On a ensuite pu déterminer que l'intéressé avait gagné la zone afghano-pakistanaise par la Turquie, pour se rendre dans un camp d'entraînement de la région pakistanaise du Waziristan, dédié à la formation militaire. Franck Elong Abé a rejoint en avril 2012 les talibans de la province du Logar, en Afghanistan, et a évolué au sein de groupes affiliés au réseau Haqqani, frange des talibans connue pour sa proximité avec Al-Qaïda. Durant cette période, l'intéressé a notamment participé à une offensive au printemps 2012, effort insurrectionnel conduit tous les ans contre les forces de la coalition.
Après son arrestation, le 17 octobre 2012, il a été détenu pendant plus d'un an dans la prison de la base américaine de Bagram, dans la banlieue de Kaboul, avant d'être transféré en France en mai 2014, où il est alors jugé et emprisonné. C'est à cette époque que la DGSE a cessé tout suivi de cet individu, désormais entre les mains de la justice et des services intérieurs.
Au cours des années suivantes, nous n'avons, dans le cadre de nos missions de renseignement à l'étranger, détecté aucun lien entre Franck Elong Abé et des organisations terroristes internationales. La DGSE n'a été détentrice d'aucun élément sur sa personnalité ou son parcours qui soit nouveau ou différent de ce qui a été porté à la connaissance de la justice dès son arrivée sur le territoire national. En 2014, le service connaît les conditions de son arrestation et de sa détention à Bagram, entre les mains des autorités américaines, sa nationalité franco-camerounaise, sa localisation dans le Logar depuis la fin de l'année 2011 et sa participation à des opérations contre la coalition au sein de groupes insurgés locaux.
Si le service n'avait pas détecté par des moyens propres des projets terroristes élaborés par cet individu ou auxquels celui-ci aurait pu envisager de participer, il était néanmoins convaincu de son extrême dangerosité, en raison de son état mental, de son aguerrissement supposé, de son accès à des armes de guerre et de sa maîtrise de la langue française, lui permettant d'organiser sur le territoire afghan de potentielles attaques contre nos intérêts.
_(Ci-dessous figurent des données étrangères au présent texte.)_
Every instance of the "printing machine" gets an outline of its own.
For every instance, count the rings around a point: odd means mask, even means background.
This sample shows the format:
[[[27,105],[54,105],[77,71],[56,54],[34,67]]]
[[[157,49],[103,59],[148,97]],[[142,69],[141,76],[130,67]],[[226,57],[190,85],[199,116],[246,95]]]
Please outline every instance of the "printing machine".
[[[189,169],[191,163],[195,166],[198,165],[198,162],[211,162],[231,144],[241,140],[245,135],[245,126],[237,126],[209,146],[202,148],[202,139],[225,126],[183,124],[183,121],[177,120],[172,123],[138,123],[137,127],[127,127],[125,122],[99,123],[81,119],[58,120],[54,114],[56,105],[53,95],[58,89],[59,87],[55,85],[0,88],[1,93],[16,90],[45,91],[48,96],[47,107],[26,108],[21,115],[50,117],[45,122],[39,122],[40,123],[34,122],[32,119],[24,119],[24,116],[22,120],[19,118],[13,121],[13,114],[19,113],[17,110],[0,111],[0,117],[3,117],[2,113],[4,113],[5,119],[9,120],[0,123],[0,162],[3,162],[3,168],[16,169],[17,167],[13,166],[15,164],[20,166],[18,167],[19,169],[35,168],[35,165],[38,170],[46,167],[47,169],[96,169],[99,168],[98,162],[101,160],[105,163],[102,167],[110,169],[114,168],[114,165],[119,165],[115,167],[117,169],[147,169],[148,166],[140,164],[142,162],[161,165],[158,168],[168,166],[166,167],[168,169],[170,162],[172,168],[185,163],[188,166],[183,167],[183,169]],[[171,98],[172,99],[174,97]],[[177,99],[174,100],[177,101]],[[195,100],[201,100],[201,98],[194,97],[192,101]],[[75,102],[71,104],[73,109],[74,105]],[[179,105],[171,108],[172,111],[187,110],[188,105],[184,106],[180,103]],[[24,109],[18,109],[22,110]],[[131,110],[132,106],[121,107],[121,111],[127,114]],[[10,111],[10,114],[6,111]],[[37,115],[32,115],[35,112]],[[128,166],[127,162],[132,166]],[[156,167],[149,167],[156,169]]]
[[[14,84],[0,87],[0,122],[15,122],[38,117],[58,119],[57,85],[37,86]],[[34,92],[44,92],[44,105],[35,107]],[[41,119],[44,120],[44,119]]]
C'est pour ces raisons que l'intéressé, en plus de ses autres peines, a été condamné en 2016 à une peine de neuf ans de prison pour participation à une association de malfaiteurs en vue de la préparation d'un acte terroriste.
Voilà les éléments que je pouvais vous apporter à propos du service, de sa mission de contre-terrorisme et de la manière dont nous avons eu à connaître de cet individu avant qu'il ne soit transféré entre les mains de la justice.
Je conclurai en soulignant que la mission de lutte contre le terrorisme est, collectivement, de plus en plus complexe, en raison de la remise en cause des logiques d'allégeance, de l'affaiblissement structurel des commandements historiques des organisations terroristes et de la recomposition de groupes et de réseaux morcelés selon des logiques de solidarité principalement communautaire, en particulier maghrébine.
Le contexte est également marqué par la persistance de la menace inspirée par l'intermédiaire des réseaux sociaux. C'est un défi majeur pour les services de renseignement.
L'Asie du Sud-Est et l'Asie centrale sont des terreaux extrêmement fertiles pour le développement des groupes djihadistes, en raison de la maturation de tensions préexistantes à propos de la situation des populations musulmanes.
On note, enfin, la reconstitution de foyers de tension en Europe et au Maghreb, à cause de l'addition de compétences négatives liées à divers profils, qu'il s'agisse de revenants des théâtres du djihad, sujet extrêmement important, de sortants de prison – le directeur général de la sécurité intérieure a dû vous en parler – ou de salafistes, très présents sur les réseaux sociaux.
La conséquence pour nous, service de sécurité, est l'existence à moyen terme d'une menace très diffuse et très fragmentée, donc plus difficilement saisissable.